The International Monetary Fund (IMF) has applauded Nigeria’s response to the declining prices of oil just as African finance ministers expressed concern that the slow growth of the Chinese economy will impact negatively on many African countries.
Responding to a question at the IMF/World Bank Spring meetings, yesterday, the IMF Managing Director, Christine Lagarde, commended Nigeria’s strategic response to the oil price slide.
According to her, as one of the seven oil-producing nations in the African region affected by the revenue loss, Nigeria’s response was commendable.
Seventy per cent of Nigeria’s revenue is derived from the sale of crude petroleum products, and since the middle of last year, the country and other Organisation of Petroleum Exporting Countries (OPEC) have suffered over 50 per cent loss in revenue.
In a bid to manage the development, the federal government rolled out a cocktail of belt-tightening measures aimed at minimising the vulnerability arising from the attendant revenue losses from oil exports.
Such measures include surcharges on some luxury consumption, reduction in overseas trainings by government officials, voluntary cut in National Assembly budget, salaries of President Goodluck Jonathan and other top government functionaries as well as State House budget.
Meanwhile, African finance ministers participating at the ongoing meetings have rued over the impact of the slow growth rate of China’s economy on the continent.

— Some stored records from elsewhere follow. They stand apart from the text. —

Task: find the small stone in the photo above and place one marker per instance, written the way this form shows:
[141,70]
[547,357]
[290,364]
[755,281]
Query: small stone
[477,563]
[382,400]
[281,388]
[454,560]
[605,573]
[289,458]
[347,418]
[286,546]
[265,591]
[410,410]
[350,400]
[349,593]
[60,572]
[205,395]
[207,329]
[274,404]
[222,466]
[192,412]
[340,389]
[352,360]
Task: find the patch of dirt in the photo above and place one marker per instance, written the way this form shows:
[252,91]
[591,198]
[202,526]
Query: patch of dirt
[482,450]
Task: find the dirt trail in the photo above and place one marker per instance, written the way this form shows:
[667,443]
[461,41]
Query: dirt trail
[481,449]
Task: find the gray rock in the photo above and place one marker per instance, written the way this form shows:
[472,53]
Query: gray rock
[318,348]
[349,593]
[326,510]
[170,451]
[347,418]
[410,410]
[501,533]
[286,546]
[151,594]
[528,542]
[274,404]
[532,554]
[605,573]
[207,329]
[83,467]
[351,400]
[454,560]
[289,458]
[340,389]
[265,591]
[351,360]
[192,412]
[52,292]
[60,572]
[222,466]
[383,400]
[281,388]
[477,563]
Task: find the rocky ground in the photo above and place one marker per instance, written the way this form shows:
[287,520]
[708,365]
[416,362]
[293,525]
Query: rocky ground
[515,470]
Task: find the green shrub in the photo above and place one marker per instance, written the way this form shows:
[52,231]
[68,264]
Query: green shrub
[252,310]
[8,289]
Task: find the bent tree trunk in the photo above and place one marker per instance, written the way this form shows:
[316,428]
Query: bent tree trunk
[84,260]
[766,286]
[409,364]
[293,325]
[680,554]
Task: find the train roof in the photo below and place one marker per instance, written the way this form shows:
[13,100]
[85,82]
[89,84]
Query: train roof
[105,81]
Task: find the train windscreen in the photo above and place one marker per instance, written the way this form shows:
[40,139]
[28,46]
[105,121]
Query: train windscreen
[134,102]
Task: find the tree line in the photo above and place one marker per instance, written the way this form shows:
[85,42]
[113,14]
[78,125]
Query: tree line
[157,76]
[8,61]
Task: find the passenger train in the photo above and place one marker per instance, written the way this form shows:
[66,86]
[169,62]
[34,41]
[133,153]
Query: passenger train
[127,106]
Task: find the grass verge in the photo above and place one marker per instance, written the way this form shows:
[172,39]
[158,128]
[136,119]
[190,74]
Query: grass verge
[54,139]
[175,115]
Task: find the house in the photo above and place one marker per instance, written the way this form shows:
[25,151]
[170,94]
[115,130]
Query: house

China, which has become a major player in Africa’s economy in the last few years, has seen its growth at its slowest pace in three years as investment slowed and demand fell in key markets.
The African finance ministers, who spoke at a press conference were those of Liberia, Amara Konneh; Central African Republic, Abdalla Kadre Asane and Madagasacar, Gervias Rakotoarimanana.
In response to a question on what the slow economic growth of China portends for Africa, the ministers said as a major economic partner to Africa, funding infrastructural projects and a major commodities importer from the continent, African countries will feel the impact.